24. Bölüm

4.4K 311 17
                                    

"Herkes toparlansın Kırmızılar geldiler. Kudret senin olduğun bölgeye yakınlar. Dikkatli olun."
   
  
 
  
Herkese haber verdikten sonra Onur koşarak Kudretin olduğu bölgeye gitmeye başladı. Diğerleride hem etrafı kolaçan edip hemde kırmızıların olduğu yeri kontrol ediyorlardı.
 
  
  
Yarı formuma dönüşüp kırmızıların yanına koşmaya başladım. Onlarla rahat anlaşabilmem için bu formum daha iyi olacak. Hem Kurt formumda kendimi kontrol etmekte zorlamıyordum. Tekrardan o şeyin ortaya çıkmasını istemiyordum.
 
 
Korumalarım önümü açınca 30 kişilik Kırmızı gurubunun karşısına geçtim.
 
 
 
"Varis sensin değil mi?" Diye sordu karşımda ki kişi. Sanırım gurubun başı oydu.

"Evet." Dedim.

"Buraya seninle anlaşmaya geldim."

"Anlaşma mı! Ben sizinle iş birliği yapmam. Her ne istiyorsan söyle ve yanındakilerle birlikte buradan git."
 
 
Başımı olumsuz anlamında salladı.
 
 
"Bize bu kadar sayıyla kafa tutman ne kadar doğru! Yaşından dolayı aklı selim düşünemiyorsun. Varis yada Alfa olmak için çok küçüksün. Küçük bir çocuksun daha."

"O zaman bu küçük kız çocuğuyla bir anlaşma yapma ve defol git. Ben kırmızılarla iş birliği yapmam."

"Daha anlaşma için tek kelime etmedim. Daha konuyu bile bilmeden hayır demen çok saçma."
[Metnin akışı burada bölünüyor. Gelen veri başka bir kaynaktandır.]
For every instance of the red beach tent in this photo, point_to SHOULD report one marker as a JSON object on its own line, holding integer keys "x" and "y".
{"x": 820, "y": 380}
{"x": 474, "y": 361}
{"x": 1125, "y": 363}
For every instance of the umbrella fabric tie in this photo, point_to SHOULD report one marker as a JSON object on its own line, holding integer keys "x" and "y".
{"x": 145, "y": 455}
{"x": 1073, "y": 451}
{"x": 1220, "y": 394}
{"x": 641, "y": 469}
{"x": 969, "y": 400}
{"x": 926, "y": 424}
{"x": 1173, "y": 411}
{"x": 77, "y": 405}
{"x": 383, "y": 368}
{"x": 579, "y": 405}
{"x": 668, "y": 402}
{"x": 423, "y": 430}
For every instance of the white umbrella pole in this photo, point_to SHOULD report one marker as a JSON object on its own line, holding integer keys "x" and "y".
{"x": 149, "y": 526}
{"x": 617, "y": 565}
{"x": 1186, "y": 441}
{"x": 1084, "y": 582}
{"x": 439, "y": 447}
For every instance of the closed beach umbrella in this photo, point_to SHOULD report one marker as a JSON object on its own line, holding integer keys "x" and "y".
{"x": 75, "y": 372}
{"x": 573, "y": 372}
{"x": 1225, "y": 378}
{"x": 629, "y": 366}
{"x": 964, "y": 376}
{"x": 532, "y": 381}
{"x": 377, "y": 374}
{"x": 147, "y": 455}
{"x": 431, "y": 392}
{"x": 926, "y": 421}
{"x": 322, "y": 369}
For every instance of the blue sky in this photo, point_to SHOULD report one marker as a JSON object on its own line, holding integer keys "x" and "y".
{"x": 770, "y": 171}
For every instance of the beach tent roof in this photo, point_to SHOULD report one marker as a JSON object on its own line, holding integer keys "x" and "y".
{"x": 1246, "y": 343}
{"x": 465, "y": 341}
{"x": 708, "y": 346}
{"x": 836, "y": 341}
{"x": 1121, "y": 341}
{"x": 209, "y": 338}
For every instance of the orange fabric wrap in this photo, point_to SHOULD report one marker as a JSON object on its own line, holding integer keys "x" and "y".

"Konu her ne olursa olsun ben Kırmızılarla anlaşma yapmam. Size karşı güvenim sıfır benim. Şimdi ne istiyorsan söyle ve git."
 
  
Ablam yanıma geldi. Kırmızı ablama bakıp göz kırptı. Sonra bana döndü.
 
  
"Yanında büyücü mü tutuyorsun?
İtiraf  etmem gerekirse oldukça güzel bir çıtırmış." Dedi ve Sonra ablama döndü.
"Eğer kırmızı olmak istersen sana seve seve yardım edebilirim çıtır."
 
  
Onur ablamın yanına geçip kırmızıya dişlerini gösterdi.
 
  
  
"Sanırım sahibin var güzelim ama benim için hiç fark etmez. Istersen teklifim hala geçerdi." (Kırmızı)
 
  
Ablam Onurun sırtına elini indirdi.
Onurun sakın kalmasını istiyordu. Ömerde benim diğer tarafıma geçti.
 
  
"Istemez sağol. Ben böyle iyiyim. Bu arada Erkek arkadaşımı daha fazla sinirlendirirsen onu tutamam sonu senin için kötü olur. Sonra uyarmadı deme." Dedi ablam ve Onura baktı. Onuru biraz sakinleştirebilsede Onurun gözü sürekli kırmızıda dolanıyordu.
  
   
"Evet cevabını aldığına göre burada ne aradığını söyle. Seni dinliyorum." Dedim.

"Peki. Seninle daha önce abim buraya gelerek konuşmuş. Ateşe karşı birlik olmak istiyoruz." (Kırmızı)

"Evet Şu konu! Abinle bunu konuşmuştuk sana ne cevap verdiğimi söylemedi mi?"

"Söyledi ama şuan başka bir durum söz konusu. Baştaki kırmızı bizim varlığımızı öğrendi ve şuan kalacak yerimiz yok. Abim size gelmemizi istedi."
 
  
Başımı olumsuz anlamında sallayıp gülümsedim.
 
  
"Şaka mı bu!! Ben size güvenemem diyorum siz bana mı sığınıyorsunuz yani!?" Dedim. Sonra ciddi bir yüz ifadesine büründüm.

"Sığınma demeyelim de yanınızda takılacağız bir süre."

"Tabi ben onaylarsam!!" Dedim ve kafamı öyle mi anlamında salladım.

"Bizi kabul edersen daha da güçleneceksin. Ateş şuan bir çok müttefik buldu kendine. Sana karşı ne kadar adam topladığından haberin var mı?" (Kırmızı)

"Evet şuan ne yaptığından da haberim var. Beni fazla hafife alıyorsunuz. Şimdi konumuza geri dönelim. " Dedim ve ellerimi arkamda birleştirdim. Kırmızıya doğru bir iki adım attım.